The Carboniferous—early Permian (325 to 260 Myr) has long been considered a sustained period of low CO2 coupled with rising pO2 to a Phanerozoic maximum (26 to 30%) in the early Permian. Such low CO2 estimates suggest very low radiative forcing given 3% lower solar luminosity at that time, a condition that may have been magnified by pO2-induced higher atmospheric density. The implication of this reduced radiative forcing on the late Paleozoic climate system is strongly debated, in large part due to poorly constrained atmospheric CO2 estimates. We present an integrated pedogenic carbonate and fossil cuticle reconstruction of atmospheric CO2 through 16 million years of the latter half of the Pennsylvanian and earliest Permian developed using a cyclothem series in the Illinois Basin as well as a subset of samples from the Appalachian and Donets basins. Overall, reconstructed CO2 falls below the modeled threshold (560 ppm) for late Paleozoic glacial inception, well within the range of ice sheet stability during the LPIA (up to 840 ppm). The suborbital resolution record reveals CO2 variations between ~200 and 700 ppm with an apparent long eccentricity pacing. Short-term CO2 fluctuations are superimposed on a 106-yr CO2 trend that varies in-step with major sea level changes and glacial advances and retreats inferred from Donets Basin and Midcontinent stratigraphic trends.

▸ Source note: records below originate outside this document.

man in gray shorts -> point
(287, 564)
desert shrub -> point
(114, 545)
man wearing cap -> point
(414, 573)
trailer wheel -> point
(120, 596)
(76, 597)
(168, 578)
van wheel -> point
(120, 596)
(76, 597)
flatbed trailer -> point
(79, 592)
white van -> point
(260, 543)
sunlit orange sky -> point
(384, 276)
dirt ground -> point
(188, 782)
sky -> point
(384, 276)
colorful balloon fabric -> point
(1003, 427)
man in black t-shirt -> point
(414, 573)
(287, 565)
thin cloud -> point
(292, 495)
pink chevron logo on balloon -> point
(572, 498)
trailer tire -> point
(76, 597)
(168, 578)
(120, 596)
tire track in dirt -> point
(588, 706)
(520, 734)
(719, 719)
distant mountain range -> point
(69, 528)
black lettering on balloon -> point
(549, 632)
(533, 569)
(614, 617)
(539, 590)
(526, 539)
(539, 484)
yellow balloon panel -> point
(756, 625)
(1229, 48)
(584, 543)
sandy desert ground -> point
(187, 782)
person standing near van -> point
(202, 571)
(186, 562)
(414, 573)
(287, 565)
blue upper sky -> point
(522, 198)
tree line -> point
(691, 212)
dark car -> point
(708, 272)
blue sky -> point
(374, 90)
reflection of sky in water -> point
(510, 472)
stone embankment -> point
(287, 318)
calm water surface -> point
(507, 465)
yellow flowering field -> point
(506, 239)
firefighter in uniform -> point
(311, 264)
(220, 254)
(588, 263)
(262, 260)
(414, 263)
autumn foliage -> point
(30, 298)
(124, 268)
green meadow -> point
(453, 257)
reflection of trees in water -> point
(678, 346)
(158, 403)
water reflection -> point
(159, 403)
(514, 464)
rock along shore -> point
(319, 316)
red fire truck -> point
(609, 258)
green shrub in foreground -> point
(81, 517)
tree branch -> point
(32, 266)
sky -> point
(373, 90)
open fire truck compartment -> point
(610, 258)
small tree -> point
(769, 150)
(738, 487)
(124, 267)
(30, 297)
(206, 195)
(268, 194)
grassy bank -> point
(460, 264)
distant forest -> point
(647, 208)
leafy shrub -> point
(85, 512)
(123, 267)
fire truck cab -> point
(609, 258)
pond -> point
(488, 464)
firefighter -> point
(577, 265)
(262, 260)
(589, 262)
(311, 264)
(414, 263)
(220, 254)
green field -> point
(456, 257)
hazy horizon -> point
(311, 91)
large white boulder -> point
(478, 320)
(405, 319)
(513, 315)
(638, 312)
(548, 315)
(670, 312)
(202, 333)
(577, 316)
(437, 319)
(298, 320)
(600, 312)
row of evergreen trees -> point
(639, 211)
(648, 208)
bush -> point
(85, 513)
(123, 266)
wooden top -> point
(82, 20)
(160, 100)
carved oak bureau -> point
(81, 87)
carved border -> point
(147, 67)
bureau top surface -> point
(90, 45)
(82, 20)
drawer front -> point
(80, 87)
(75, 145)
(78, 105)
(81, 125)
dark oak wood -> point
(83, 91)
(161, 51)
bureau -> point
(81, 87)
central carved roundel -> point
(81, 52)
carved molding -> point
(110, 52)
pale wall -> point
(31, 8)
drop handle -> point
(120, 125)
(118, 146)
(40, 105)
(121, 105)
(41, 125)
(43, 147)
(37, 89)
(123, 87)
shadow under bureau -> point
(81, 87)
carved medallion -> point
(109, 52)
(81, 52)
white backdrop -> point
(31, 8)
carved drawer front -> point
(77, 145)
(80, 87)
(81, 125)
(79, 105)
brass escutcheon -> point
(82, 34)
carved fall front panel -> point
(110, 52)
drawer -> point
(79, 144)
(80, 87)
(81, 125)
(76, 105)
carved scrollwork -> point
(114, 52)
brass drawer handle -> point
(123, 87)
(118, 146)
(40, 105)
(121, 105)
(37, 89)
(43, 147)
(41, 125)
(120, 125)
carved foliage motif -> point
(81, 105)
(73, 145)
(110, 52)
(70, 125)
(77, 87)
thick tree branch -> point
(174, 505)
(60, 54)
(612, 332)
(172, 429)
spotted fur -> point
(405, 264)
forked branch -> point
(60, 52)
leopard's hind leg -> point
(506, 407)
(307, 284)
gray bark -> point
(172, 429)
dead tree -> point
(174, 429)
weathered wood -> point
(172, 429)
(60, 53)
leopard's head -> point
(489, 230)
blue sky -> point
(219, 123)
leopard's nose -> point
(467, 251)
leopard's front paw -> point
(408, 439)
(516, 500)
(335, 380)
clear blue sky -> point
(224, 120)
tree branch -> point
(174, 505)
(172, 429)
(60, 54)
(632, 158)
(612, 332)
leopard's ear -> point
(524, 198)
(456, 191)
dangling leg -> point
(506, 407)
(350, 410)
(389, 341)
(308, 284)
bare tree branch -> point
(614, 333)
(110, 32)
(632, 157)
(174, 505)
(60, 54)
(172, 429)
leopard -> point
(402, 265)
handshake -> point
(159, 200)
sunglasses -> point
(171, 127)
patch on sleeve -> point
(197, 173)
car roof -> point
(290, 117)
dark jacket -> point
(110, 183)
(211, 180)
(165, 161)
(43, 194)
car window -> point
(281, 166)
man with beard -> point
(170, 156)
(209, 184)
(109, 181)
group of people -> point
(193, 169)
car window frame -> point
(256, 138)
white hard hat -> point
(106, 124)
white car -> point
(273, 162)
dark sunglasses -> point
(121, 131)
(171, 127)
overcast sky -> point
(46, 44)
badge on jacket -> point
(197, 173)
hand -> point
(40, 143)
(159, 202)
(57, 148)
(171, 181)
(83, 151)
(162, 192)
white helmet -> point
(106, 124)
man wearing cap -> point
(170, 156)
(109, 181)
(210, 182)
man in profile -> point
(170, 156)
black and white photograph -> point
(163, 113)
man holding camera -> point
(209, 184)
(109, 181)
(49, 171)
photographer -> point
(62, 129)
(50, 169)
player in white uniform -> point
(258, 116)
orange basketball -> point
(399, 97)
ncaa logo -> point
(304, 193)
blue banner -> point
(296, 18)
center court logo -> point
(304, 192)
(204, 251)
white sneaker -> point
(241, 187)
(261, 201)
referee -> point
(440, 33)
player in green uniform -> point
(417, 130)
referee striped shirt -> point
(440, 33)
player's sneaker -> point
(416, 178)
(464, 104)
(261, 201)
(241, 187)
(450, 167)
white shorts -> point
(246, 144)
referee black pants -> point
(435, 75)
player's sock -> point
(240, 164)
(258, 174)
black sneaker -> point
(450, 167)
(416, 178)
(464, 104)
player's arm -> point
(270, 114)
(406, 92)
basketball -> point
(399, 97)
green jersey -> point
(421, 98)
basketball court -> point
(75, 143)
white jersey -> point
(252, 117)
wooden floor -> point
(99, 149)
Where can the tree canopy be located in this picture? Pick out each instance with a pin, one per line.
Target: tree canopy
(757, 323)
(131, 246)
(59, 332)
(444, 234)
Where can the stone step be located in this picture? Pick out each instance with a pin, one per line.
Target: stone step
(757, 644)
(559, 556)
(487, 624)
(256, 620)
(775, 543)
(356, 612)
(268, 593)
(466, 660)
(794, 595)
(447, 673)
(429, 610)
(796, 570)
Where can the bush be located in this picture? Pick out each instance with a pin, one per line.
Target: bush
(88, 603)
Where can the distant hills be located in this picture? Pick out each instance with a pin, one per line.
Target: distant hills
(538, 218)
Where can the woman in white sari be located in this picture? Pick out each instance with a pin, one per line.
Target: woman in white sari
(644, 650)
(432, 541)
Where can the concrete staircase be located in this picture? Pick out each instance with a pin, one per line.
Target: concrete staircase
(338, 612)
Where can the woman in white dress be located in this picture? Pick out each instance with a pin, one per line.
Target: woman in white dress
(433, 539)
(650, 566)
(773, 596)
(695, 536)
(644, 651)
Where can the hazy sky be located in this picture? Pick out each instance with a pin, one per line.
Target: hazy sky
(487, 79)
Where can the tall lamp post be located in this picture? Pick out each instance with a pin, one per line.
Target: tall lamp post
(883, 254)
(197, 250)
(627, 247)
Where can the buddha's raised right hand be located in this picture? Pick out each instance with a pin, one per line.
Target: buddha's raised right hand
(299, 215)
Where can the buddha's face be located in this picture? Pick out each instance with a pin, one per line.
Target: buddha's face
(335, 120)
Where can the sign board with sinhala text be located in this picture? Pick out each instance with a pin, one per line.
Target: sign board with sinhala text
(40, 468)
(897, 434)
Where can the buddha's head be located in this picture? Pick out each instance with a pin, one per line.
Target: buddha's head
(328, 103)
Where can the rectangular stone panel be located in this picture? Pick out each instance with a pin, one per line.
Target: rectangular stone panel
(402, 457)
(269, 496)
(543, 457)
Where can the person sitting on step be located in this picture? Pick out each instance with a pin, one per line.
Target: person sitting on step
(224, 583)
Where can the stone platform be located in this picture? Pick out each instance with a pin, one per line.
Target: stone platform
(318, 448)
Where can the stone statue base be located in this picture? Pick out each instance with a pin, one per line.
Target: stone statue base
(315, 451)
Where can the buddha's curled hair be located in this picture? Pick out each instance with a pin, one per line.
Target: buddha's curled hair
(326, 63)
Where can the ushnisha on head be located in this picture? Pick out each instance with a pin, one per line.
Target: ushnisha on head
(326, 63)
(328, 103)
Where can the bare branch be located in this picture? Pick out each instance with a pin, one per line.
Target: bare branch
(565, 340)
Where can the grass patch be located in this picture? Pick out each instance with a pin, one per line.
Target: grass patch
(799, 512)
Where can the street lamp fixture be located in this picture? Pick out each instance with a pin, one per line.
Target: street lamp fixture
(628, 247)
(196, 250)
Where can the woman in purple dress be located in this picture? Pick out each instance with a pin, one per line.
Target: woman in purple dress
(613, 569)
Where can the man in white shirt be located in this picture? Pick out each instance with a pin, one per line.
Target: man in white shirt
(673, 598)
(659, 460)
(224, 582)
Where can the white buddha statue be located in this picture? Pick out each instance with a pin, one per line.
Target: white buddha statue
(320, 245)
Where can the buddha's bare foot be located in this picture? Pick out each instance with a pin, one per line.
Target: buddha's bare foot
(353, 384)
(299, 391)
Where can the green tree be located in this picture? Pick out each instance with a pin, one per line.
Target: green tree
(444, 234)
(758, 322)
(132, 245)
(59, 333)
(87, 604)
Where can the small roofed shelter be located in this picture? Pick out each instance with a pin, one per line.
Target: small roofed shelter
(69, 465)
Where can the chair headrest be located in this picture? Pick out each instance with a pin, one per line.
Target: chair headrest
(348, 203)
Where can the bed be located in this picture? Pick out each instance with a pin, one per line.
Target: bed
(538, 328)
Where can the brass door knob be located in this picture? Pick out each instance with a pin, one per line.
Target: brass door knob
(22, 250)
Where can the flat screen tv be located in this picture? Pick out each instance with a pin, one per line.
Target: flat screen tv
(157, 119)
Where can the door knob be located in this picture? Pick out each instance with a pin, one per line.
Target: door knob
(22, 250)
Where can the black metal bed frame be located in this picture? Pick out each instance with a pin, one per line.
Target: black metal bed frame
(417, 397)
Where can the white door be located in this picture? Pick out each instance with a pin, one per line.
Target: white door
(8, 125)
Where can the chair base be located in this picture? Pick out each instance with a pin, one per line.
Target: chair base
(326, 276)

Comparison of the CO2 reconstruction and inferred sea level with published paleobotanical records for tropical Pangaea suggests a mechanistic relationship between CO2, glaciation, and major shifts in lowland vegetation, highlighting the important role terrestrial carbon storage likely played in creating the hierarchy of atmospheric CO2 fluctuations. Specifically, substantial changes in floral composition of paleotropical lowlands within eccentricity glacial-interglacial cycles occurred coincident with 200 to 300 ppm fluctuations in CO2. Additionally, three ecologic thresholds in the Pennsylvanian were coincident with major CO2 shifts suggesting a strong role for CO2-forcing of these ecologic events, whether indirectly through its influence on climate or directly through physiological consequences for photosynthesis and plant viability.